North Korea unleashed propaganda against the South’s recently elected president, Lee Myung-bak (pictured above), calling him a “traitor” and a “US sycophant.” Sycophant, for those who are unfamiliar with the term, is the same as a back scratcher, or a boot licker, or, how do we put this politely… um, a “behind” kisser.
After nearly a decade of peace and reconciliation, the North is suddenly on the attack.
Mr. Lee “is making a mess of the process to denuclearize the peninsula,” said a long article in Rodong Shinmun, North Korea’s most assertive and dictatorial government newspaper. “The Lee regime will be held fully accountable for the irrevocable catastrophic consequences to be entailed.”
Pictured below is North Korea’s infamous leader, Kim Jong-Il.
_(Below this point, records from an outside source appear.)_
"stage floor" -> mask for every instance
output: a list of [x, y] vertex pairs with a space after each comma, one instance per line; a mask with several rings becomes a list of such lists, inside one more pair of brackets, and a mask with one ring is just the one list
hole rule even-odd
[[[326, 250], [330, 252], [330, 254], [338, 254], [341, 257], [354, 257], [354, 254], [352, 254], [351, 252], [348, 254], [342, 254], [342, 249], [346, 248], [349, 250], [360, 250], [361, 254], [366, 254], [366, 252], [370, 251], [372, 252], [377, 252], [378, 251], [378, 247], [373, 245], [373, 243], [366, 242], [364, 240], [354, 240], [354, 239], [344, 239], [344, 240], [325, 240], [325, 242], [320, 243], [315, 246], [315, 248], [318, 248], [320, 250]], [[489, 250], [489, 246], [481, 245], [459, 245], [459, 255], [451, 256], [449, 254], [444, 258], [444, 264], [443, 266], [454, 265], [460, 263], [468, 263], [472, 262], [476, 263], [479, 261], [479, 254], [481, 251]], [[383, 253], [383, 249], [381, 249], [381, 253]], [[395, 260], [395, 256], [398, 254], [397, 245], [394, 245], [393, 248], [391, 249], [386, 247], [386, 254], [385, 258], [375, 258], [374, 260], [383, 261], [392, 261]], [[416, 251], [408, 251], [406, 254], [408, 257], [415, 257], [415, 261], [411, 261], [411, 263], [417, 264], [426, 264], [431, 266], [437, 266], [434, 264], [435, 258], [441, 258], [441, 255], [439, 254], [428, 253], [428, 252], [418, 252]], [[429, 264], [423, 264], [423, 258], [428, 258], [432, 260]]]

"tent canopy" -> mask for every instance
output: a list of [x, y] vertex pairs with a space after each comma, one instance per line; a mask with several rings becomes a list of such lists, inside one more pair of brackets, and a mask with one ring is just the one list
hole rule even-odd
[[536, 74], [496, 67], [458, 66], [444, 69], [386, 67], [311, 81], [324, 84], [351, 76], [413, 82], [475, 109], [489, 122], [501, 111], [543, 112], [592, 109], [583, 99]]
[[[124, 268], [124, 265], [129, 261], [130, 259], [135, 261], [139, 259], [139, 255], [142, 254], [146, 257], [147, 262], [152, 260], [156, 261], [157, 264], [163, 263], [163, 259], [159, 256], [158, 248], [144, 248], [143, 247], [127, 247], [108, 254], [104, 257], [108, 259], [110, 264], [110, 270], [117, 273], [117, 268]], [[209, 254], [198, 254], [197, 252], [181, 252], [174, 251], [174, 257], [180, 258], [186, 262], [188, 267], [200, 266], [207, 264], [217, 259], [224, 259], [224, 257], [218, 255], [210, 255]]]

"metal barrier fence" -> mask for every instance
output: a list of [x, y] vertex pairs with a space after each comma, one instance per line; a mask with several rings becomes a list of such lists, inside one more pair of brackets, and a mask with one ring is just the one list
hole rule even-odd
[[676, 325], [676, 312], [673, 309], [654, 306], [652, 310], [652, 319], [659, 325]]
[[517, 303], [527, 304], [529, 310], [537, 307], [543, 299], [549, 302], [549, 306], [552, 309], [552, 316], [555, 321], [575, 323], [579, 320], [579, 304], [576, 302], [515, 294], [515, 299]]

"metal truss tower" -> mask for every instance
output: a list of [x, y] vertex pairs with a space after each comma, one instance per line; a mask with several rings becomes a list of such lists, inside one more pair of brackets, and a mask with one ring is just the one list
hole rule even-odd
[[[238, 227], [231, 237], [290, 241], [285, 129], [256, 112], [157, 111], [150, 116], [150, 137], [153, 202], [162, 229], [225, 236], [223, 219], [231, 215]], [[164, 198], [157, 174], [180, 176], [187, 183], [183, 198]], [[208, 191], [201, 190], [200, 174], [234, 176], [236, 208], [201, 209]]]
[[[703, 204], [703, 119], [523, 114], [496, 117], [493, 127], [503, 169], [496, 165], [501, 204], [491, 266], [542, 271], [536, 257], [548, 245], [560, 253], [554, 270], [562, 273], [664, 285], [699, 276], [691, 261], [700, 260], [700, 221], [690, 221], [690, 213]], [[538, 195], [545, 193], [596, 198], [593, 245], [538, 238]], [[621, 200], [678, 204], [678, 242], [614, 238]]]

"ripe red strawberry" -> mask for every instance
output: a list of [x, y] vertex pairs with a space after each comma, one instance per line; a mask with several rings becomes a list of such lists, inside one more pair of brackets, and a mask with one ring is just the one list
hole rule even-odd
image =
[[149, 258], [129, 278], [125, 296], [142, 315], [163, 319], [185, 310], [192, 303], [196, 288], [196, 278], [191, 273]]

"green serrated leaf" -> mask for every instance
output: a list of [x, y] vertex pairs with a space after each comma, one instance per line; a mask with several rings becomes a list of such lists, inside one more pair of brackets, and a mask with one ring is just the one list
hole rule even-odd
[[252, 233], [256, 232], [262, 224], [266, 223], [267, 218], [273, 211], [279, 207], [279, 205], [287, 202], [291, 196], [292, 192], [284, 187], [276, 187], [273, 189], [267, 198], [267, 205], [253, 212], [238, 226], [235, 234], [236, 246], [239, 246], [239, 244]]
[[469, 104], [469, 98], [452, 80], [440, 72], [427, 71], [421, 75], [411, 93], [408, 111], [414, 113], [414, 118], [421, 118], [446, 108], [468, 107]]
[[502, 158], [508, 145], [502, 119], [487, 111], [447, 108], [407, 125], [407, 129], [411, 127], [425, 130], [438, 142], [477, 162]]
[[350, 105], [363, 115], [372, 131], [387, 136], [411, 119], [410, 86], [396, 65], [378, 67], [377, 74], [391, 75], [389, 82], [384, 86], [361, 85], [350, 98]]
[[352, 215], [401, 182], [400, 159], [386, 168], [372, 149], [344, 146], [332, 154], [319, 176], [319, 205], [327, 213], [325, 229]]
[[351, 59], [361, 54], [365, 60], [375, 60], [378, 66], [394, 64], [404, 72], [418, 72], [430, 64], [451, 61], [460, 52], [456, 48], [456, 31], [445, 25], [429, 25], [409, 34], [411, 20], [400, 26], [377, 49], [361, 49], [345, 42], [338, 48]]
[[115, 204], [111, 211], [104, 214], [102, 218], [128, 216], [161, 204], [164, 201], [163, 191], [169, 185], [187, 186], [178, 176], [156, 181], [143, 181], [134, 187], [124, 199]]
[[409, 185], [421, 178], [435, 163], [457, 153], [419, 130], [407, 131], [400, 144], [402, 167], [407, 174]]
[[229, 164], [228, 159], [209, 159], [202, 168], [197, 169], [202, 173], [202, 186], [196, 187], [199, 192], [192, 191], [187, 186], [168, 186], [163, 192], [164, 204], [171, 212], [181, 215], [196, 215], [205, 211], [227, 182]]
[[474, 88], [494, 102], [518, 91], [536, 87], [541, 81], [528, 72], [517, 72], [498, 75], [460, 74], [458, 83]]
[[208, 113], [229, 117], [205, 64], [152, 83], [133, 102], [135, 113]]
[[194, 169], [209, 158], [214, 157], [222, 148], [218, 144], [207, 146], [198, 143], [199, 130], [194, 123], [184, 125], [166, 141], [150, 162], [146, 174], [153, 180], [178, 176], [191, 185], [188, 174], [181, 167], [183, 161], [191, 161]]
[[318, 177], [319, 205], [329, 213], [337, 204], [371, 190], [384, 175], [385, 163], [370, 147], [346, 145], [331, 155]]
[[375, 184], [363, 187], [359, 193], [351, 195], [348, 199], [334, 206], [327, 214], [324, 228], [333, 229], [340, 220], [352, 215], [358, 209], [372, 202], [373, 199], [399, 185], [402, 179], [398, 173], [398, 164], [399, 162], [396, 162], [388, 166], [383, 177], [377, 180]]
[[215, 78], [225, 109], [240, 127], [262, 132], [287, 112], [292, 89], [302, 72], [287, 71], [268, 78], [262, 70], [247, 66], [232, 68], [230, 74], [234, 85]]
President Lee is scheduled to meet with President Bush on the 18th at Camp David. The purpose of the said meeting is to discuss the steps to be taken in dealing with North Korea.
Christopher R. Hill, the United States assistant secretary of state for East Asian and Pacific affairs and current envoy to nuclear talks with North Korea, warned that these recent statements are not helping anybody’s cause. He feels that the North is actually trying to build tension between the countries so as to stall the nuclear negotiations.
President Lee is unlike previous South Korean presidents in that he does not shy away from a fight against the North. He has made an election promise to get tough on his counterpart. He plans to make economic help and humanitarian aid to the North directly dependent on the progress of the dismantling of North Korea’s nuclear weapons programs.
Statements have boiled into military tension between the two countries.
In recent days, North Korea’s navy has warned of naval skirmishes. Also, North Korean air force jets have flown alarming close to the border.
North Korea has threatened to turn the South into a “sea of ashes.”
This recent military tension has discouraged foreign investment in the South, dealing a fatal blow to another of President Lee’s election promises, which is to reinvigorate the South Korean economy.
Consequently, this further puts the North in a position to shift the blame for the impasse in the nuclear talks towards the South, proving that Lee’s policies are backfiring.
“Is it helpful? I certainly don’t think so,” said US State Department’s deputy spokesman Tom Casey on whether these verbal exchanges between North and South Korea could undermine the six-nation talks on the North Korea’s nuclear program.
Aside from North and South Korea, the completing countries of the six nations are the United States, Russia, China, and Japan. All these nations are awaiting the official statement on North Korea’s nuclear stockpiles and activities the North had promised to declare by the end of 2007.
“North Korea is sending a warning to the United States and South Korea ahead of their summit,” said Choi Jin-wook of the Korea Institute for National Unification. “It’s the North Korean way of responding to the situation around the Korean Peninsula that is not developing in its favor.”
We all hope that these verbal exchanges remain as they are and not develop into an all out war. We all know that the North Korean army is truly capable of turning the South into dust. But don’t get us wrong, we are totally behind the South in its strict policies. Even with Lee’s economic pressure, we still can’t expect the North to declare their nuclear capabilities – but it’s a valiant effort that we appreciate.